Cuando tan luctuoso hecho se produce, los informativos dan cuenta de los méritos del difunto, y a veces los deméritos si no hay forma de ocultarlos o el ideario de la emisora no coincide con la del finado.

Y es curioso que por mucho que el locutor proclame las virtudes y logros del muerto, a menudo el gran público no tiene la más remota idea de quién se trataba, y que por mucho que se empeñen los medios de comunicación, el que ha caído seguirá siendo ignorado, nadie se preocupará por averiguar más de él y el más implacable olvido llegará una vez que sobre su tumba caiga la última paletada o sus cenizas sean dispersadas donde haya tenido a bien en su testamento.

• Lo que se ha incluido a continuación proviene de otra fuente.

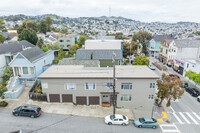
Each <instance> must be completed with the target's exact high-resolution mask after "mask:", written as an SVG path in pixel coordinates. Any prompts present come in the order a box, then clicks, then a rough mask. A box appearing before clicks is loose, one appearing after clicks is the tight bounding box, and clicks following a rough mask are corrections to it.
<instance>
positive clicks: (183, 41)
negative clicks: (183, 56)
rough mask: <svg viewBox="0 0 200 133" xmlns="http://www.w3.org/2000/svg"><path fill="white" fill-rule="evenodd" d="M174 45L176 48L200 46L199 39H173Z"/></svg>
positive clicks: (196, 47) (195, 46)
mask: <svg viewBox="0 0 200 133" xmlns="http://www.w3.org/2000/svg"><path fill="white" fill-rule="evenodd" d="M175 45H176V46H177V47H178V48H198V47H200V40H189V39H183V40H175Z"/></svg>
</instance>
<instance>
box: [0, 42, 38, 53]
mask: <svg viewBox="0 0 200 133" xmlns="http://www.w3.org/2000/svg"><path fill="white" fill-rule="evenodd" d="M27 47H31V48H32V47H35V45H33V44H31V43H30V42H28V41H25V40H23V41H19V42H14V43H4V44H1V45H0V54H4V53H11V54H15V53H17V52H21V51H23V49H24V48H27Z"/></svg>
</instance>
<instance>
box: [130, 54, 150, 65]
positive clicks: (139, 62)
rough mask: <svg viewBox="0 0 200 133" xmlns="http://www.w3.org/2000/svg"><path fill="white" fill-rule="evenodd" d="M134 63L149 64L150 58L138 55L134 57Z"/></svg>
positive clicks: (135, 63)
mask: <svg viewBox="0 0 200 133" xmlns="http://www.w3.org/2000/svg"><path fill="white" fill-rule="evenodd" d="M133 65H147V66H148V65H149V59H147V58H146V57H145V56H142V55H140V56H136V57H135V58H134V62H133Z"/></svg>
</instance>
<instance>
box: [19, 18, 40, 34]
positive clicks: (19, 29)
mask: <svg viewBox="0 0 200 133" xmlns="http://www.w3.org/2000/svg"><path fill="white" fill-rule="evenodd" d="M24 29H32V30H33V31H35V32H36V33H37V32H38V24H37V23H36V22H35V21H31V20H29V19H27V20H25V21H24V22H23V23H22V25H20V26H19V27H18V28H17V33H18V34H21V33H22V31H23V30H24Z"/></svg>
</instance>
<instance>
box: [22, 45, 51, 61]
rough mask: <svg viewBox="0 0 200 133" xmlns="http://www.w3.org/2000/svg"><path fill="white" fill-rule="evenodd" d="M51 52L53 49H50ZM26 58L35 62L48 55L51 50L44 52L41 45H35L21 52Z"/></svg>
mask: <svg viewBox="0 0 200 133" xmlns="http://www.w3.org/2000/svg"><path fill="white" fill-rule="evenodd" d="M50 52H51V51H50ZM20 53H21V54H22V55H23V56H24V57H26V59H28V60H29V61H30V62H34V61H35V60H37V59H39V58H41V57H43V56H45V55H47V54H48V53H49V52H43V51H42V50H41V49H40V48H39V47H37V46H36V47H33V48H30V49H27V50H24V51H22V52H20Z"/></svg>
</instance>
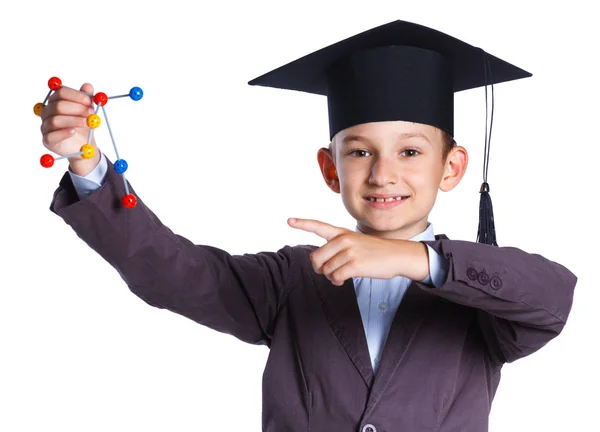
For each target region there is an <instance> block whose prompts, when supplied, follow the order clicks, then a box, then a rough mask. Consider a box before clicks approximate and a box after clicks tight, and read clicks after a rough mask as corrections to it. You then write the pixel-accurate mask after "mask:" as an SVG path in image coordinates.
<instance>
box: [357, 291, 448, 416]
mask: <svg viewBox="0 0 600 432" xmlns="http://www.w3.org/2000/svg"><path fill="white" fill-rule="evenodd" d="M417 284H420V282H412V283H411V284H410V285H409V287H408V289H407V290H406V293H405V294H404V297H403V298H402V301H401V302H400V305H399V306H398V309H397V310H396V315H395V316H394V321H393V322H392V325H391V328H390V332H389V334H388V337H387V339H386V342H385V346H384V348H383V353H382V355H381V362H380V364H379V368H378V370H377V375H376V376H375V378H374V382H373V388H372V389H371V394H370V396H369V401H368V403H367V409H366V411H365V417H366V416H369V415H370V414H371V412H372V411H373V409H374V408H375V405H376V404H377V403H378V402H379V400H380V398H381V395H382V394H383V393H384V392H385V389H386V387H387V385H388V383H389V382H390V380H391V379H392V377H393V375H394V373H395V372H396V370H397V369H398V367H400V365H401V363H402V358H403V357H404V355H405V354H406V352H407V351H408V350H409V349H410V345H411V342H412V340H413V338H414V337H415V335H416V334H417V331H418V330H419V327H420V326H421V323H422V322H423V319H424V318H425V316H426V314H427V312H428V309H429V308H430V307H431V306H432V305H433V304H434V303H435V301H436V300H437V296H435V295H434V294H429V293H428V292H427V290H424V289H422V288H421V287H419V286H417ZM421 286H425V285H422V284H421Z"/></svg>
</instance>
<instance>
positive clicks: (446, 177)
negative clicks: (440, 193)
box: [440, 146, 469, 192]
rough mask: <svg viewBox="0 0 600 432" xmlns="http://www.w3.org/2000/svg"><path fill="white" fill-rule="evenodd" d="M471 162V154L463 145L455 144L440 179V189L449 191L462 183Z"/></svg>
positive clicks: (448, 158) (449, 153)
mask: <svg viewBox="0 0 600 432" xmlns="http://www.w3.org/2000/svg"><path fill="white" fill-rule="evenodd" d="M468 164H469V154H468V153H467V149H465V148H464V147H462V146H455V147H454V148H452V150H450V153H449V154H448V157H447V158H446V163H445V166H444V176H443V177H442V180H441V181H440V190H442V191H444V192H448V191H450V190H452V189H454V188H455V187H456V185H457V184H458V183H460V181H461V179H462V178H463V176H464V175H465V171H466V170H467V165H468Z"/></svg>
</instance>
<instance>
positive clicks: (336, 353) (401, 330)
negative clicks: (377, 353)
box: [51, 162, 577, 432]
mask: <svg viewBox="0 0 600 432" xmlns="http://www.w3.org/2000/svg"><path fill="white" fill-rule="evenodd" d="M130 190H131V192H132V193H135V191H134V190H133V188H131V187H130ZM124 194H125V190H124V185H123V180H122V178H121V176H119V175H118V174H116V173H115V172H114V170H113V165H112V163H110V162H109V170H108V175H107V178H106V182H105V183H104V185H103V186H102V187H101V188H100V189H99V190H97V191H96V192H94V193H93V194H92V195H90V196H89V197H88V198H86V199H84V200H82V201H79V199H78V197H77V194H76V192H75V190H74V188H73V185H72V183H71V180H70V178H69V175H68V174H65V176H64V177H63V179H62V180H61V182H60V186H59V187H58V189H57V190H56V192H55V194H54V197H53V200H52V204H51V210H52V211H53V212H54V213H56V214H57V215H58V216H60V217H61V218H63V220H64V221H65V222H66V223H67V224H69V225H70V226H71V227H72V229H73V230H74V231H75V233H76V234H77V235H78V236H79V237H80V238H81V239H82V240H83V241H84V242H86V243H87V244H88V245H89V246H90V247H91V248H92V249H94V250H95V251H96V252H98V254H100V256H101V257H102V258H104V259H105V260H106V261H107V262H108V263H110V264H111V265H112V266H113V267H114V268H115V269H116V271H117V272H119V274H120V275H121V277H122V278H123V280H124V281H125V283H126V284H127V286H128V287H129V289H130V290H131V291H132V292H133V293H134V294H135V295H137V296H139V297H140V298H141V299H142V300H144V301H145V302H147V303H148V304H150V305H152V306H154V307H157V308H164V309H168V310H170V311H173V312H175V313H177V314H180V315H182V316H185V317H188V318H189V319H192V320H194V321H195V322H197V323H199V324H202V325H204V326H207V327H209V328H211V329H214V330H216V331H218V332H222V333H226V334H230V335H233V336H234V337H236V338H238V339H239V340H241V341H244V342H246V343H250V344H263V345H266V346H268V347H269V349H270V353H269V357H268V361H267V363H266V367H265V371H264V377H263V392H262V398H263V417H262V418H263V430H264V431H269V432H305V431H311V432H332V431H336V432H338V431H339V432H345V431H348V432H351V431H356V432H400V431H407V432H426V431H432V432H433V431H437V432H458V431H465V432H467V431H468V432H485V431H487V430H488V417H489V412H490V407H491V404H492V400H493V398H494V394H495V392H496V389H497V387H498V383H499V381H500V372H501V368H502V365H503V364H504V363H506V362H512V361H514V360H517V359H519V358H521V357H524V356H526V355H528V354H531V353H533V352H535V351H536V350H538V349H540V348H541V347H543V346H544V345H545V344H546V343H547V342H548V341H550V340H551V339H553V338H554V337H556V336H557V335H558V334H559V333H560V332H561V331H562V329H563V327H564V325H565V322H566V320H567V317H568V315H569V313H570V310H571V305H572V301H573V292H574V288H575V285H576V281H577V278H576V276H575V275H573V274H572V273H571V272H570V271H569V270H567V269H566V268H565V267H563V266H561V265H560V264H557V263H555V262H552V261H549V260H548V259H546V258H544V257H542V256H540V255H535V254H529V253H525V252H523V251H521V250H519V249H516V248H512V247H494V246H488V245H483V244H477V243H472V242H466V241H458V240H450V239H448V238H447V237H446V236H443V235H438V236H436V240H435V241H425V242H424V243H425V244H429V245H430V246H432V247H433V248H434V249H435V250H436V251H437V252H438V253H440V254H442V255H443V256H444V257H445V258H446V259H447V260H448V262H449V271H448V276H447V280H446V281H445V283H444V285H443V286H441V287H439V288H432V287H430V286H428V285H424V284H422V283H419V282H413V283H412V284H411V285H410V287H409V288H408V290H407V292H406V294H405V297H404V299H403V300H402V303H401V304H400V306H399V308H398V311H397V313H396V316H395V318H394V321H393V323H392V327H391V329H390V333H389V336H388V339H387V342H386V346H385V348H384V352H383V355H382V357H381V363H380V366H379V367H380V369H379V371H378V373H377V375H376V376H374V375H373V370H372V367H371V362H370V357H369V352H368V348H367V342H366V339H365V334H364V329H363V325H362V322H361V316H360V312H359V309H358V304H357V300H356V294H355V291H354V286H353V282H352V279H348V280H347V281H346V283H345V284H344V285H343V286H342V287H336V286H334V285H332V284H331V283H330V282H329V280H327V279H326V278H325V277H324V276H323V275H319V274H316V273H314V271H313V269H312V265H311V263H310V259H309V253H310V252H311V251H312V250H314V249H315V248H316V246H308V245H302V246H285V247H282V248H281V249H280V250H278V251H276V252H262V253H257V254H244V255H237V256H236V255H230V254H228V253H227V252H225V251H223V250H220V249H218V248H215V247H211V246H206V245H195V244H193V243H192V242H190V241H189V240H187V239H186V238H184V237H182V236H179V235H177V234H175V233H173V232H172V231H171V230H170V229H169V228H168V227H166V226H165V225H163V224H162V223H161V221H160V220H159V219H158V217H157V216H156V215H155V214H154V213H152V211H151V210H150V209H149V208H148V207H146V206H145V205H144V202H143V201H142V200H141V199H140V198H139V197H138V204H137V207H136V208H134V209H125V208H124V207H122V206H121V205H120V199H121V197H122V196H123V195H124Z"/></svg>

Luego estarían aquellos que suenen entre la opinión pública. Esta no sabrá mucho de ellos, lo lamentará en función de la edad o circunstancias del muerto, y hasta se abrirá el Google por saber algo más de él, y hasta con un poco de suerte se hará por ver sus películas, comprar algún libro y hasta lamentar en público lo sucedido como si uno estuviera al corriente de todos los avatares del que nos ha dejado. Sería una situación intermedia. Hasta tal vez el ayuntamiento correspondiente le otorgue una calle o una placa que en una década o dos nadie sabrá a quién está dedicada.

Y finalmente están los que, pocos en realidad, son lamentados de verdad, o cuya muerte sea acogida con regocijo, todo en función del dichoso ideario. Muchos tendrán sus obras, se leerá sobre él lo que ya se sabe, y la calle o placa de rigor ya estaba preparada de antemano. Son la élite de la élite.

Lo curioso es que muchos se pensarán que van a acabar en uno de estos tres grupos pero muchos ni acertarán, teniendo en cuenta además que existe una tercera categoría, la que recoge a aquellos cuya muerte pasará totalmente desapercibida por los medios de comunicación y recibirá la misma notoriedad que si hubiera fenecido cualquier hijo de vecino, la gran mayoría sin duda.

1 comentario:

  1. A la inmensa mayoría solo nos sobrevivirá el recuerdo que tengan de nosotros los más cercanos.